La falta de respeto está presente hoy por todos los ámbitos de la actividad regional y, por cierto, nacional, pero alcanza especial gravedad cuando es la propia vida -y la del prójimo- la que está en juego, sin que las múltiples y dramáticas experiencias nos hayan servido de lección.
No hay respeto por los ancianos, por los minusválidos, los niños o mujeres. El atropello en las filas de atención de público, en los estacionamientos para quienes no pueden caminar, en la locomoción pública, en oficinas públicas y privadas; en suma, el desdén generalizado por todo tipo de normas es el que reina a diario en nuestra relación comunitaria. El atropello y la falta de educación se han entronizado entre nosotros. Las otrora frases de cortesía como bienvenidos, buenos días y gracias no son más que una anécdota social del pasado.
Pero, se señalaba, el punto más álgido es cuando la vida está en riesgo, en las calles y carreteras de Los Lagos, donde las tragedias de proporciones marcan una historia brutal.

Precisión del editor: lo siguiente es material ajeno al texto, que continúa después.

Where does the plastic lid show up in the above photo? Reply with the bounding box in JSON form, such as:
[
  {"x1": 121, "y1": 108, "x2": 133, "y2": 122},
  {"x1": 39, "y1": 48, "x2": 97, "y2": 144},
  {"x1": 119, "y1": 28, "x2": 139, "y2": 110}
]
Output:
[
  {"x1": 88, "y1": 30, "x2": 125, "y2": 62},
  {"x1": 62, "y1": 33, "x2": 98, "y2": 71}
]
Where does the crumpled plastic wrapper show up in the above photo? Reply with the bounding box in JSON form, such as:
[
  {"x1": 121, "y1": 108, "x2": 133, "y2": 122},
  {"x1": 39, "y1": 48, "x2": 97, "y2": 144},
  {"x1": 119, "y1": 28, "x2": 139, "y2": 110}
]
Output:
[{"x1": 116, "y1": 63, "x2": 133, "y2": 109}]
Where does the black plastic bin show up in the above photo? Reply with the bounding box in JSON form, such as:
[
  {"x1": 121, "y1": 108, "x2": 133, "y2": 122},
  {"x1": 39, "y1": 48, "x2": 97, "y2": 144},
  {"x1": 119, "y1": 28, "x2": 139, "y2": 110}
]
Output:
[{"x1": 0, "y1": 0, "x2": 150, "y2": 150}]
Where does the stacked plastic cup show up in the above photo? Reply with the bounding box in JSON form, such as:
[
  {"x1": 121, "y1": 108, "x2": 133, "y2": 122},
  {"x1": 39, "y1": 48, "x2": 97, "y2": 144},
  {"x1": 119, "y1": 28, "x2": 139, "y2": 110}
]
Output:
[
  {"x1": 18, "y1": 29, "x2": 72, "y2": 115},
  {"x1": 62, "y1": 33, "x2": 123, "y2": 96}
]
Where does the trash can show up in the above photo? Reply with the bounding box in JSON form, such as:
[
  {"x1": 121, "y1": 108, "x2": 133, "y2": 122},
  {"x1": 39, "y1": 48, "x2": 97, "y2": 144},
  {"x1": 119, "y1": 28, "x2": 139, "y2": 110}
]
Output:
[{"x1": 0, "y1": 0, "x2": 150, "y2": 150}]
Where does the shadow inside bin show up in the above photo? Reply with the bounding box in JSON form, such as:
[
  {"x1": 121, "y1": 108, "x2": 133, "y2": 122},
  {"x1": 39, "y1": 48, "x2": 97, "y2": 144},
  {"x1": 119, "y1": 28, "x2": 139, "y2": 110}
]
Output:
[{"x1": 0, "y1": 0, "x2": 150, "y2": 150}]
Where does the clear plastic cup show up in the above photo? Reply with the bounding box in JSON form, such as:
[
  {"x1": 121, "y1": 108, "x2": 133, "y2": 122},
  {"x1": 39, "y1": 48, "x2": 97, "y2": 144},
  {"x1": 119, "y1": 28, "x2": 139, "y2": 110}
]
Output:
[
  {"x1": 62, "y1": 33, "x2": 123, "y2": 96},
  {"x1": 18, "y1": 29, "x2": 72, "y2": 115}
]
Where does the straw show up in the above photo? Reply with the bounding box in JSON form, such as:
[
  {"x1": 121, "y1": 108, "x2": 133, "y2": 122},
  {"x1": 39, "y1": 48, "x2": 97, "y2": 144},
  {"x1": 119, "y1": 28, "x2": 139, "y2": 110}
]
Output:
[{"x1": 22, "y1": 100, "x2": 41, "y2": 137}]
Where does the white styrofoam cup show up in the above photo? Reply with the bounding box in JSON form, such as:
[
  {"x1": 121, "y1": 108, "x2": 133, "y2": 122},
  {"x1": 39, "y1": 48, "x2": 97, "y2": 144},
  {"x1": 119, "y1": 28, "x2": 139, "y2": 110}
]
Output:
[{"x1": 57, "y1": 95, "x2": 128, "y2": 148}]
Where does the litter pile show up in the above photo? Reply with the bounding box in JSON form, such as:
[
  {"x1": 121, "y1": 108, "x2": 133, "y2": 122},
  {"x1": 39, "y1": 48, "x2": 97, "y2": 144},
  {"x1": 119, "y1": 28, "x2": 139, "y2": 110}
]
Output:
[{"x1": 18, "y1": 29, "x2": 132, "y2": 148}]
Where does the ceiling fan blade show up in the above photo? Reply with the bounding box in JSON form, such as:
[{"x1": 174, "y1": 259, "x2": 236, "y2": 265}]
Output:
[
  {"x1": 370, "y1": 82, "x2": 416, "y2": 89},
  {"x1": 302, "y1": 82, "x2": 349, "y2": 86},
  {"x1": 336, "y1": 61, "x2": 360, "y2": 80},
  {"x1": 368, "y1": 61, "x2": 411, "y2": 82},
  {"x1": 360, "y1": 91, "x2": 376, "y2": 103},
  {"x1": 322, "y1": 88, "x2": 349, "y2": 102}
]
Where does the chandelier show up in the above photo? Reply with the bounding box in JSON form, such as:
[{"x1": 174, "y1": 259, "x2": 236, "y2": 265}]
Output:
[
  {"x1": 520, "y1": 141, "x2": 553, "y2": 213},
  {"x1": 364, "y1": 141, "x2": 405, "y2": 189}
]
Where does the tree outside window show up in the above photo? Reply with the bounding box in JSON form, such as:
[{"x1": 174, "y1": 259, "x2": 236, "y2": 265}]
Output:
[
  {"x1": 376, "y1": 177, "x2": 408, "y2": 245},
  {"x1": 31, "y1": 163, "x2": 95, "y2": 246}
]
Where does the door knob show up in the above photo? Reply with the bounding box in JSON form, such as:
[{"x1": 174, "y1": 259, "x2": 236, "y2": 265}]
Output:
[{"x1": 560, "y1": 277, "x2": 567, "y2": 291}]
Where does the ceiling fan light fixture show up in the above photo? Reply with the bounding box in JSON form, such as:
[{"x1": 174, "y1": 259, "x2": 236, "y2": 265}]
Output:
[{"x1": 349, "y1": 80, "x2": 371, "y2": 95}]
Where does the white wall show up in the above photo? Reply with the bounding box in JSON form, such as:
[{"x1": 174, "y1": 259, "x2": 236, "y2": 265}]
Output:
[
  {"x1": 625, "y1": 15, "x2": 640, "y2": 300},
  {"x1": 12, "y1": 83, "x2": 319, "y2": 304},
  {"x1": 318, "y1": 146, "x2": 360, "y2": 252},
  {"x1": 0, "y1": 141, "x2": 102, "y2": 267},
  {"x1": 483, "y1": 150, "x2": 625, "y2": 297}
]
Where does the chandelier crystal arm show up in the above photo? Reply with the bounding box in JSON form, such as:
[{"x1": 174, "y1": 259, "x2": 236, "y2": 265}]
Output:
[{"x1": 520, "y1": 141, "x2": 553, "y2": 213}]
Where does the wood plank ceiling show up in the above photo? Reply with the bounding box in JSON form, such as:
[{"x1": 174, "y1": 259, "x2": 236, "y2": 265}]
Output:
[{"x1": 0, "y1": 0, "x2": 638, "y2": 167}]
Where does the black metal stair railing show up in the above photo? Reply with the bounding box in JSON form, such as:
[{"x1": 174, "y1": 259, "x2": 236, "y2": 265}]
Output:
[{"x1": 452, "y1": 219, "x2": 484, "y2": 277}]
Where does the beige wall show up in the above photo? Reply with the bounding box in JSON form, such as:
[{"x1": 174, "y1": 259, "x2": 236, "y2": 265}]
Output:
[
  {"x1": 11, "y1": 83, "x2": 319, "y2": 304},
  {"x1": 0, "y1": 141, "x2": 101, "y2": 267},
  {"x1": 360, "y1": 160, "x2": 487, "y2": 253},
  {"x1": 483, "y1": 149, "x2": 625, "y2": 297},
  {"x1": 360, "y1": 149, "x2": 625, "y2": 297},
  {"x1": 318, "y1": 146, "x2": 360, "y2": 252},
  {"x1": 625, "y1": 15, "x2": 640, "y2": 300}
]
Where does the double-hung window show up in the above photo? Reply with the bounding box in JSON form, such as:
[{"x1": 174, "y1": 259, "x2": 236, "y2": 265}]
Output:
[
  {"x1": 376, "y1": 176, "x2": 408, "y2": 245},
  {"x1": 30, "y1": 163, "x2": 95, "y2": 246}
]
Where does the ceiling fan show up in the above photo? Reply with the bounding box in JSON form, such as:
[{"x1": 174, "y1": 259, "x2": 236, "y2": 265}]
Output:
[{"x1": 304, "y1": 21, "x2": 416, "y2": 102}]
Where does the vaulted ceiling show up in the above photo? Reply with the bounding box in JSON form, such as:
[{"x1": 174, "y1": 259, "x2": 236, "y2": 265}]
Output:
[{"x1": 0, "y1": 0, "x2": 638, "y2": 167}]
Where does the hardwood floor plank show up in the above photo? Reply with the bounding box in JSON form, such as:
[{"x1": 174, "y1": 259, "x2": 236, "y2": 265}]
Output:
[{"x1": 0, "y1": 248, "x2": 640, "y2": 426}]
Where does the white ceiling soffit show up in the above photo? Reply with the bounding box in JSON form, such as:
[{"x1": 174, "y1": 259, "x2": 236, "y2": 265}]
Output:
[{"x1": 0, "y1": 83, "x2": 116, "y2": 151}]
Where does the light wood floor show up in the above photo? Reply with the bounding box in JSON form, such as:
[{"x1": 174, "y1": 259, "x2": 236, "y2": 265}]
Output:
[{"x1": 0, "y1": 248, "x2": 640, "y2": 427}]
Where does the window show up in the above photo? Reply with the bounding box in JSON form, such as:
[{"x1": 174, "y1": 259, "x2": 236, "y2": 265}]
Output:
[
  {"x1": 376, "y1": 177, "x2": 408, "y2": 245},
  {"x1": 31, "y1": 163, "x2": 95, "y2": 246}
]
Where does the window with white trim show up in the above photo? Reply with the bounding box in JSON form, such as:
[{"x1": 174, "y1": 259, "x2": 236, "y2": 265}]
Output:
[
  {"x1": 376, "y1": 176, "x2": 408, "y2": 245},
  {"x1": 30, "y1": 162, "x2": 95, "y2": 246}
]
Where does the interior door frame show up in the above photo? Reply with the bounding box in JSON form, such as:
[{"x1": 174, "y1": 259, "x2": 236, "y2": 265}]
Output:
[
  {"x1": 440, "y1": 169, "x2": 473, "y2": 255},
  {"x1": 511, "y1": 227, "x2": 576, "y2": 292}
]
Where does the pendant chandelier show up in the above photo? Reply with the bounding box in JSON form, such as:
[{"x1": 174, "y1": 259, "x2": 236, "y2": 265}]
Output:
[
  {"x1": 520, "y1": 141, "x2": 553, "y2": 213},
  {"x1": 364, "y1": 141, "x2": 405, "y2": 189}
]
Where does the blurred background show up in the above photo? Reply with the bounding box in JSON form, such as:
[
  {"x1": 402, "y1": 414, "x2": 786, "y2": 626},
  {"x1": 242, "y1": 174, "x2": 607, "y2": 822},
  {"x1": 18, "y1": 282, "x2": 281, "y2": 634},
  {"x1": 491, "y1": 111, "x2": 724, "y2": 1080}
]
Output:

La falta de respeto por las normas del tránsito, vastamente conocidas, ha llevado la muerte a tantos hogares, sembrando dolor, pero no aprendizaje.
¿Por qué lo demostrado en los exámenes prácticos no se hace realidad en el espacio público? Esta curiosa faceta de nuestra idiosincrasia -el doble estándar- lleva a muchos conductores a buscar el atropello de los derechos de los demás, para llegar un minuto antes, doblar donde está prohibido, insultar a quien sí sigue las normas, estacionar bloqueando a otros y, en especial, circulando a velocidades que terminan provocando los accidentes y la muerte.
El inmenso porcentaje de estas tragedias es de responsabilidad humana, por infringir las normas, manejando bajo la influencia el alcohol o haciéndolo a velocidad prohibida y de forma descuidada e irresponsable.
¿Qué hacer?: sólo resta trabajar con los niños, aún permeables a las buenas costumbres y un respeto razonable a las normas de vida.